Let’s take
the case of optimizing a public transport network. The decision variables are,
for instance, the frequencies of the lines (or the daily schedule of the buses,
trains or tramways). If you find a model which is a good approximation of the
system and can be efficiently tackled by an optimization procedure, you have
your solution. However, you may require simulating the system for obtaining a
good evaluation. For instance, simulation could help to determine the demand of
each modes of transport (from a model of users’ behavior). In this case, the
optimization procedure has to exploit a simplified model of the system to be
efficient.
A potential
way to combine simulation and optimization is given in the above figure. Note
that this is not the only way to combine simulation and optimization.

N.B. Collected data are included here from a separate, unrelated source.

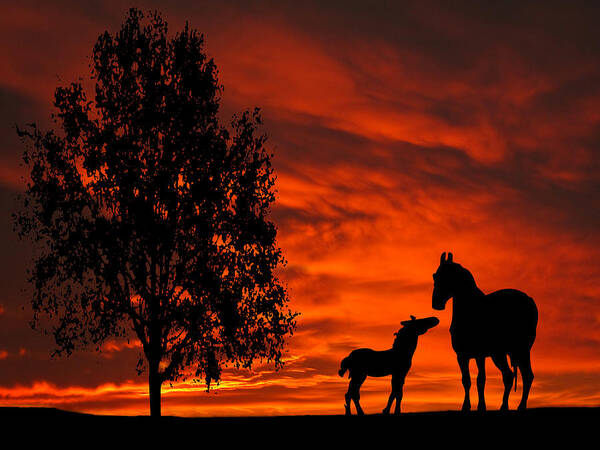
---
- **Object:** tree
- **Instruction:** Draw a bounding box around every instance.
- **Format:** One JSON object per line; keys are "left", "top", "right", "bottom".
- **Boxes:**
{"left": 14, "top": 9, "right": 297, "bottom": 417}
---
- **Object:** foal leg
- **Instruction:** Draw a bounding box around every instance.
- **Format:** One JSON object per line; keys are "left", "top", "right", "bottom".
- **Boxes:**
{"left": 382, "top": 375, "right": 404, "bottom": 415}
{"left": 475, "top": 357, "right": 486, "bottom": 412}
{"left": 344, "top": 384, "right": 352, "bottom": 416}
{"left": 491, "top": 353, "right": 513, "bottom": 411}
{"left": 350, "top": 373, "right": 367, "bottom": 415}
{"left": 517, "top": 351, "right": 534, "bottom": 411}
{"left": 393, "top": 376, "right": 405, "bottom": 415}
{"left": 344, "top": 370, "right": 359, "bottom": 415}
{"left": 382, "top": 385, "right": 395, "bottom": 415}
{"left": 458, "top": 355, "right": 471, "bottom": 411}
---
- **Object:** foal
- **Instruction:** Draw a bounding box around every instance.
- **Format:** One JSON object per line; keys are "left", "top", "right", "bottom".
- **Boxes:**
{"left": 339, "top": 316, "right": 439, "bottom": 415}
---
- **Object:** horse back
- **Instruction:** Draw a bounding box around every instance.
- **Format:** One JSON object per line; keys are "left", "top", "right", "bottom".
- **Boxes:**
{"left": 487, "top": 289, "right": 538, "bottom": 330}
{"left": 451, "top": 289, "right": 537, "bottom": 356}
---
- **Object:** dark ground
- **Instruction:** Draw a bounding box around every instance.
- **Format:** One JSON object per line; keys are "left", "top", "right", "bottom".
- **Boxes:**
{"left": 1, "top": 406, "right": 597, "bottom": 447}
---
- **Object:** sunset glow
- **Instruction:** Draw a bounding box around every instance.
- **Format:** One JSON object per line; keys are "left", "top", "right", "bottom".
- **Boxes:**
{"left": 0, "top": 1, "right": 599, "bottom": 416}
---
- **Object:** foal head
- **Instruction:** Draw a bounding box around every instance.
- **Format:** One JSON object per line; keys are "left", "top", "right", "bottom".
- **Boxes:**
{"left": 432, "top": 252, "right": 476, "bottom": 310}
{"left": 393, "top": 316, "right": 440, "bottom": 348}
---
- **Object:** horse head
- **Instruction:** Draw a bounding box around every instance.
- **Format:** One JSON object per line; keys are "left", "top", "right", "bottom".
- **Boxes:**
{"left": 432, "top": 252, "right": 479, "bottom": 310}
{"left": 432, "top": 251, "right": 458, "bottom": 310}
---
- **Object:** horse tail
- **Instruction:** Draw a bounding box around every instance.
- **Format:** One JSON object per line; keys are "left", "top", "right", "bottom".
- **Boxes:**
{"left": 339, "top": 356, "right": 351, "bottom": 377}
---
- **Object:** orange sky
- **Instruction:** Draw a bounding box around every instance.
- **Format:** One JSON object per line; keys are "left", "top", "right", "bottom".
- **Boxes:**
{"left": 0, "top": 1, "right": 599, "bottom": 416}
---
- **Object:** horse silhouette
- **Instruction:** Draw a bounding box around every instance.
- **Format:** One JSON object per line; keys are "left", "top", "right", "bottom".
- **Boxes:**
{"left": 432, "top": 252, "right": 538, "bottom": 411}
{"left": 339, "top": 316, "right": 439, "bottom": 415}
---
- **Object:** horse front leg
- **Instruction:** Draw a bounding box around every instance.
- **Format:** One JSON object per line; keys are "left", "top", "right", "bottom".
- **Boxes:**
{"left": 458, "top": 355, "right": 471, "bottom": 411}
{"left": 475, "top": 357, "right": 486, "bottom": 411}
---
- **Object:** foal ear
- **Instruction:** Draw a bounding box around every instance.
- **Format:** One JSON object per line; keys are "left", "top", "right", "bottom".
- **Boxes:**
{"left": 440, "top": 252, "right": 446, "bottom": 264}
{"left": 448, "top": 252, "right": 453, "bottom": 262}
{"left": 410, "top": 315, "right": 416, "bottom": 320}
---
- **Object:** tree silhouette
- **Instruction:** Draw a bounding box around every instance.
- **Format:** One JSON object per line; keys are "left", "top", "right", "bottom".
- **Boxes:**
{"left": 14, "top": 9, "right": 297, "bottom": 417}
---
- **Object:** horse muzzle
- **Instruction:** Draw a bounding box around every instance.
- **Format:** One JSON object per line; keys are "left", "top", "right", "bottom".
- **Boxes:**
{"left": 432, "top": 290, "right": 451, "bottom": 310}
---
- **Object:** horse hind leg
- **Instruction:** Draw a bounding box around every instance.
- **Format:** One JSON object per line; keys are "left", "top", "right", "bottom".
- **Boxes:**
{"left": 491, "top": 353, "right": 513, "bottom": 411}
{"left": 475, "top": 357, "right": 486, "bottom": 412}
{"left": 516, "top": 351, "right": 534, "bottom": 411}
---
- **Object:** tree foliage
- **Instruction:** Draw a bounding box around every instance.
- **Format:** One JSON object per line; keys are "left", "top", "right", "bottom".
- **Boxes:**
{"left": 15, "top": 9, "right": 297, "bottom": 416}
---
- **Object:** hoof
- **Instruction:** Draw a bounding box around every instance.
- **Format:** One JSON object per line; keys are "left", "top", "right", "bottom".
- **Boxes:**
{"left": 345, "top": 404, "right": 351, "bottom": 416}
{"left": 477, "top": 403, "right": 486, "bottom": 412}
{"left": 461, "top": 403, "right": 471, "bottom": 412}
{"left": 382, "top": 408, "right": 390, "bottom": 415}
{"left": 500, "top": 404, "right": 509, "bottom": 412}
{"left": 517, "top": 404, "right": 527, "bottom": 411}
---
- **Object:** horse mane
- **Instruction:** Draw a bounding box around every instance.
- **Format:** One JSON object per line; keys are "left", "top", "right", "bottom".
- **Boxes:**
{"left": 452, "top": 262, "right": 485, "bottom": 298}
{"left": 456, "top": 263, "right": 476, "bottom": 284}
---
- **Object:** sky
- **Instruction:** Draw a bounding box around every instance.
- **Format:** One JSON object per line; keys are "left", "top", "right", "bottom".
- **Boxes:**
{"left": 0, "top": 0, "right": 599, "bottom": 416}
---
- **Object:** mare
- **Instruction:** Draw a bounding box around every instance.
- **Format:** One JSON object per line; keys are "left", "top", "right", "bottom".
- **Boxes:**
{"left": 432, "top": 252, "right": 538, "bottom": 411}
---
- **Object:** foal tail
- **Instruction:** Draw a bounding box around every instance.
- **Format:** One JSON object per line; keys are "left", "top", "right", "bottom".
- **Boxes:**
{"left": 339, "top": 356, "right": 351, "bottom": 377}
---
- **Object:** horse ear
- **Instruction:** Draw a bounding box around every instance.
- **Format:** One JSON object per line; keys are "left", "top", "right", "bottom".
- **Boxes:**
{"left": 410, "top": 315, "right": 416, "bottom": 320}
{"left": 448, "top": 252, "right": 453, "bottom": 262}
{"left": 440, "top": 252, "right": 446, "bottom": 264}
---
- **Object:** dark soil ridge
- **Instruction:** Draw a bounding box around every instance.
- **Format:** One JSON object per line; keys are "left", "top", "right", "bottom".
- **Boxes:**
{"left": 1, "top": 406, "right": 596, "bottom": 446}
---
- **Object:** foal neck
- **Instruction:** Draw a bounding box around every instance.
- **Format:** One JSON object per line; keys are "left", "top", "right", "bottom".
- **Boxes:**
{"left": 393, "top": 330, "right": 418, "bottom": 353}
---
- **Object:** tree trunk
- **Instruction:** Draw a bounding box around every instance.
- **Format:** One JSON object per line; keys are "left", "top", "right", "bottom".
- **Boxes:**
{"left": 149, "top": 359, "right": 162, "bottom": 417}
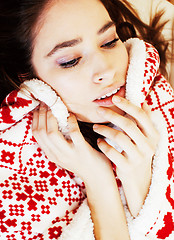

In this
approach, the simulation works on a “complete” model of the system (the
simulation model), and the optimization uses a simplified or partial model of
the system (the optimization model).
In this
configuration, the optimization procedure uses a set of parameters that
approximates the system for a given solution (instance of decision variables
that has been used by the simulation). These parameters may be a good
approximation to evaluate the solutions that are close to the simulated
solution, but new simulations are necessary to evaluate solutions that are
significantly different to the simulated one. For instance, in our hypothetical
case study, the simulation may determine the modal-choice for given frequencies
of the lines. These fixed parameters of the modal-choice may remain a good
approximation for small modifications of the frequencies. However, a new
simulation is necessary to evaluate a solution with completely different
frequencies of the lines, because these differences impact the modal-choice. In this
combination of simulation and optimization, the simulation and optimization steps
have to be repeated until a satisfactory solution based on a good approximation
of the system is found.
A final
word on agent approach for developing such a system. What are the interests of
an agent approach in this context? Of course, parallel computation will be
facilitated by agent approach, and if simulation or optimization procedures
have been conceived as multiagent systems, an agent approach at a higher level
may be valuable for a consistency in development tools. But another aspect, the
“autonomy” of agents, deserves to be pointed out. I do not refer
to the autonomy that may characterize intelligent agents, but rather the
modularity (independence) of the system’s components. Agent oriented approach can
support this modularity which is essential for developing such a complex
combination between simulation and optimization. Conceiving
such a system using a multiagent approach may support: the design and
implementation of the interfaces between the agents (here the simulation and
the optimization components) with a clear definition of roles, capacities, and
interactions of agents; the management of asynchronous communications between
the agents; and the integration of additional agents such as interface agent
and data sources. As I said at the beginning, there are many perspectives.